L’actualité dans tous ses états – 2 mars 2017

La Revue de Presse du CIPADH présente les points forts de l'actualité des droits humains et de la promotion de la paix. Cette semaine, une publicité transphobe sur les routes madrilènes et la lutte sans merci contre la drogue aux Philippines. Bonne lecture !

 

Français
  • Un bus aux couleurs de l’intolérance à Madrid

El Mundo a fait part en début de semaine de la campagne de l’association HazteOír.org et de son slogan « Les garçons ont un pénis, les filles une vulve. Qu’on ne te trompe pas ». Un bus aux couleurs de l’organisation parcourt les rues de Madrid avec des messages qui ont pour but de « dénoncer les lois d’endoctrinement sexuel (…) qui fragilisent le droit fondamental des parents à éduquer leurs enfants ». Cette campagne a immédiatement alerté l’association  Plataforma por los Derechos Trans qui a estimé que cette publicité était une propagande visant les droits des personnes transsexuelles. Le quotidien explique que le bus avait pour but de faire une tournée dans les grandes villes du pays mais qu’une pétition à grande échelle à demander son interdiction. EuropaPress a révélé ce matin qu’un juge a formellement interdit la circulation du bus en raison de la haine et de la discrimination qu’elle suppose pour les personnes qui n’ont par une orientation hétérosexuelle, droit qui est protégé par l’article 510 du Code pénal espagnol.

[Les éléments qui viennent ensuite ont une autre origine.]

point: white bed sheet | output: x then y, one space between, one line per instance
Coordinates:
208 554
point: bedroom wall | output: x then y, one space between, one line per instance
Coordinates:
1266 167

  • Lutte anti-drogue aux Philippines : un bain de sang

Depuis l’arrivée à la Présidence de Rodrigo Duterte le 30 juin 2016, plusieurs milliers de morts au nom de la lutte contre la drogue ont été répertoriés. Il avait alors promis de mettre fin au trafic, à la consommation et à la corruption en lien avec les drogues. Internazionale, un journal italien, consacre un reportage sur ce sujet et explique comment la situation est tendue. Les forces de police et les citoyens ont le droit de tuer dans le cas où ils rencontrent un consommateur ou un trafiquant de drogue. Des personnes se sont dénoncées, provoquant la saturation dans les centres de désintoxication. Ce détail est important parce que selon l’enquête, il n’y aurait que 9% d’entre eux qui auraient réellement besoin de ce type de soin. Newsweek rappelle que le Président a suspendu ces opérations, ce qui a fait diminuer le nombre de morts. Al–Jazeera vient néanmoins de partager sur son site Internet que la peine de mort va être réintroduite pour les trafiquants de drogue.